Frank se acercó al bordillo y aparcó el coche. Se dio la vuelta. -Intentaría conseguir alguna prueba más. Eso es lo que haría. -¿Cómo? ¿Si está chantajeando a alguien?

– Renuncio -dijo Frank que levantó las manos.

– Dijo que el ordenante podía rastrear la transferencia.

– ¿Y?

– ¿Qué pasaría si se hace en el otro sentido? El que recibe hace el camino inverso.

– Soy un imbécil. -Frank se olvidó por un momento del golpe en la cabeza y se dio una palmada en la frente-. Whitney marcó la transferencia en el otro sentido. La persona que envía el dinero piensa en todo momento que está jugando al gato y al ratón con Whitney. Él es el gato y Luther el ratón. El está oculto, listo para escapar.

– Sólo que Luther no mencionó que estaba en favor de un cambio de personajes. Él era el gato y ellos el ratón.

– Y que el rastro acabaría por descubrir a los malos, por muchas protecciones que pusieran en el camino, si es que se les ocurrió poner alguna. Todas las transferencias del país pasan obligatoriamente por la Reserva Federal. Si consigue un número de referencia de la Reserva o del propio banco, ya tiene algo seguro. Incluso si Whitney no siguió el camino inverso, el hecho de recibir el dinero, una cantidad cualquiera, ya es bastante perjudicial.
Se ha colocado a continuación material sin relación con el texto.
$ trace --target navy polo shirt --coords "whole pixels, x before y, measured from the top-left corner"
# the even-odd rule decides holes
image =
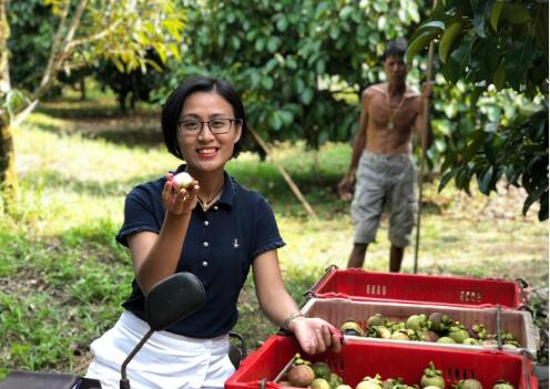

Si das la información a los polis junto con el nombre del ordenante y ellos lo comprobaban…

– Entonces de pronto lo increíble se hace verdad -dijo Jack, que acabó la frase por el detective-. Las transferencias no mienten. Se envió el dinero. Si se trata de una cantidad considerable, como creo que fue en este caso, entonces no habrá cómo explicar el envío. Es una prueba casi definitiva. Los pilló con su propio dinero.

– Se me acaba de ocurrir otra cosa, Jack. Si Whitney estaba reuniendo pruebas contra esa gente, entonces es que tenía pensado ir a la policía. Iba a entrar en la primera comisaría, y entregarse junto con las pruebas.